Sex Abuse Laws: Unintended Consequences?
Beware candidates who promise to cure society's ills.
March 12, 2008 -- Watching presidential candidates promise to "fix" America fills me with dread.
A reason I have this reaction is that I've been doing reports for "20/20" on previous politicians' campaigns to "fix" child sex abuse.
Sexual abuse was always a problem, but in the early 1990s, something changed. Several pretty white girls were victimized at a time when the 24-hour cable-news cycle was hungry for new drama. Heinous child molestation became the big story. So publicity-seeking politicians clamored for new laws.
One result of their campaign was Megan's Law, which requires police to notify neighbors when a sex offender lives nearby. States were also ordered to establish registries so that when sex offenders are released from prison or put on probation, everyone can keep track of them.
It does seem important to know when a dangerous person lives nearby, but these laws have freedom-killing effects that go well beyond their proponents' good intentions.
For last week's "20/20", I interviewed sex offender Frank Rodriquez.

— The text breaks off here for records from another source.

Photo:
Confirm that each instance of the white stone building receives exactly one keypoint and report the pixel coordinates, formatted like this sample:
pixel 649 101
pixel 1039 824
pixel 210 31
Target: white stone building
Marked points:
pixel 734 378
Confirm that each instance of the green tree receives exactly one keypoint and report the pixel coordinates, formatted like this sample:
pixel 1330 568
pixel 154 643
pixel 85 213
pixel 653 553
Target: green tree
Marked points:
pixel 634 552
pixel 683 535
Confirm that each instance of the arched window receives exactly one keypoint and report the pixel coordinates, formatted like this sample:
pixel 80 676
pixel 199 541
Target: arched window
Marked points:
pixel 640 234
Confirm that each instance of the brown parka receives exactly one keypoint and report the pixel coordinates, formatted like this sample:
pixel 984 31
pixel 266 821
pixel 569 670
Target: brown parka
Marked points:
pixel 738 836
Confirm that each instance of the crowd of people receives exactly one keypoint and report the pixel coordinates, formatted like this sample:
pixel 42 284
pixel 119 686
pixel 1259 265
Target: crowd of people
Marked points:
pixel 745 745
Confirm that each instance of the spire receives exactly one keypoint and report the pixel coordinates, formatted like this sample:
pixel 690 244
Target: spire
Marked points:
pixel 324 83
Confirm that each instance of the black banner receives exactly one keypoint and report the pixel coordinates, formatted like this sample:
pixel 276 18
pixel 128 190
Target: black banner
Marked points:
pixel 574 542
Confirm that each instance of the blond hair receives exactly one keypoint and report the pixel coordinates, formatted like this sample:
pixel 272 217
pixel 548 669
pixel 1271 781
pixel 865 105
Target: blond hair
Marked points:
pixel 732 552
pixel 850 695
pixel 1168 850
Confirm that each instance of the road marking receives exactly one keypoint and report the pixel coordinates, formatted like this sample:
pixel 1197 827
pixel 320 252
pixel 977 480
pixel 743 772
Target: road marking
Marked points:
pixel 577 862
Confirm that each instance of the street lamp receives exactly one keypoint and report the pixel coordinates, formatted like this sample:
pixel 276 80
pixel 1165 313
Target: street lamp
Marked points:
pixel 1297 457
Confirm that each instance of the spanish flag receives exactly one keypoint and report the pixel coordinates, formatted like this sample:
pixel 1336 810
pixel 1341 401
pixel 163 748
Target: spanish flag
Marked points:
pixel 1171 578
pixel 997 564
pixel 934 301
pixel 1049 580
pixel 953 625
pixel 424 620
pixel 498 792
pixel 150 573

Because he admits he repeatedly had sex with a child, he will forever be listed on the Texas sex-offender registry. His name and picture are posted next to those of murderers of children and a man who molested 200 kids.
But Frank's "crime" was different. He had sex with his high-school girlfriend. She says it was her idea.
Nikki was a 15-year-old freshman when Frank was a senior. Nikki's mom knew that Nikki and Frank were intimate and even took her to Planned Parenthood for birth-control pills. But her mother didn't like the relationship, and one night, she and Nikki got into a fight. Her mom went to the police and filed charges against Frank because the age of consent in Texas is 17.
The next morning, she decided to drop the charges, but the police said it was too late. They charged Frank with sexual assault of a child.
Frank's court-appointed defense attorney told him he had two bad choices: plead guilty and accept seven years' probation or go to trial and possibly spend 20 years in prison.
So he took the plea bargain. It kept him out of prison, but it gave him a different kind of life sentence: life as a registered sex offender.
Frank had to move out of his family home because his 12-year-old sister lived there. He lived by himself in a trailer. He needed permission from a judge just to go to his brother's high school football games.
And above all he was told, "Stay away from your girlfriend."
"They told me if I were to see her, run. Run the opposite way. I wasn't able to see her, they told me, until she was 17."
The very day Nikki turned 17, she moved in with Frank. They lived together, and a few years later, they got married. That was almost nine years ago. Today they have four little girls.
Marrying Nikki, however, didn't change Frank's legal situation. While he was on probation, he couldn't take the kids to parks and playgrounds because other children were there. He was told he'd have to get special permission to pick up his own kids from day care.
For the rest of his life, he'll be on the sex registry.
He isn't in jail, but registering as a sex offender every year and worrying that people will think he's a pedophile or a rapist is a kind of prison. When Frank and Nikki are an elderly couple, he will still be listed as a man who victimized a 15-year-old child.
That's insane.
The Centers for Disease Control and Prevention says 25 percent of 15-years-olds admit to having had intercourse. Almost 40 percent of 16-year-olds say they've had sex. So in most states, under today's tough laws, millions of kids are guilty of sex crimes. Most, of course, are never prosecuted.
But if you are a member of the "wrong" ethnic group, or a cop doesn't like you, or the father of the girl doesn't like you (more on that next week), your life can be ruined.
Laws always have unintended consequences. Beware candidates who promise to cure society's ills.